Researchers have known about the link between inactivity and higher rates of sickness and mortality dating back to studies of bus drivers and office-based postal workers in the 1950s.

And more recent observational studies comparing workers who sit for long periods against those who sit for fewer hours have found that sedentary workers have more than twice the risk of developing Type 2 diabetes and cardiovascular disease, a 13 percent increased risk of cancer and 17 percent increased risk of dying.

At the same time, with the rise of office work, the use of cars and buses rather than walking or bicycles, and the rise of leisure pursuits like TV and computer games that favor the couch potato, the world has become more sedentary. The World Health Organization estimates that 95 percent of the world's adult population is inactive, failing to meet minimum recommendations for health of 30 minutes of moderate to intense physical activity five times a week.

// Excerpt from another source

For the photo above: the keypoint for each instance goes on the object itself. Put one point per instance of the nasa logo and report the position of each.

Authors of the new guidelines said they are a starting point only, and designed to give people some kind of research-based target, rather than rely on the claims made by the manufacturers of treadmill and sit-stand desks that are becoming all the rage. (More than 90 percent of workers in Scandinavia have access to them.)

“This is an initial guidance, which we do expect to have to evolve with time,” said James Buckley, one of the report authors and a professor at the Institute of Medicine at the University Centre Shrewsbury and University of Chester. “But to ensure the marketing and promotions people to race away with self-determined claims, we have felt it is better to have some guidance rather than no guidance that is somehow linked with scientific evidence.”

James Levine, an obesity expert at the Mayo Clinic and author of the book, “Stand Up,” though not involved in the guidelines, said they were a good start. In his work, he found that the reason why some people seem to eat a lot, never work out, yet never put on weight, is because they're standing, walking and moving more throughout the day, rather than sitting for hours on end.

“(The guidelines) show we need to fundamentally rethink the way we're working,” Levine said. Some small studies, he said, have found not only health improved, but productivity ticked up 15 percent when people stood and moved more during the day. “The way we have developed our workplaces and even our schools is actually profoundly unhealthy. It's a real design failure.”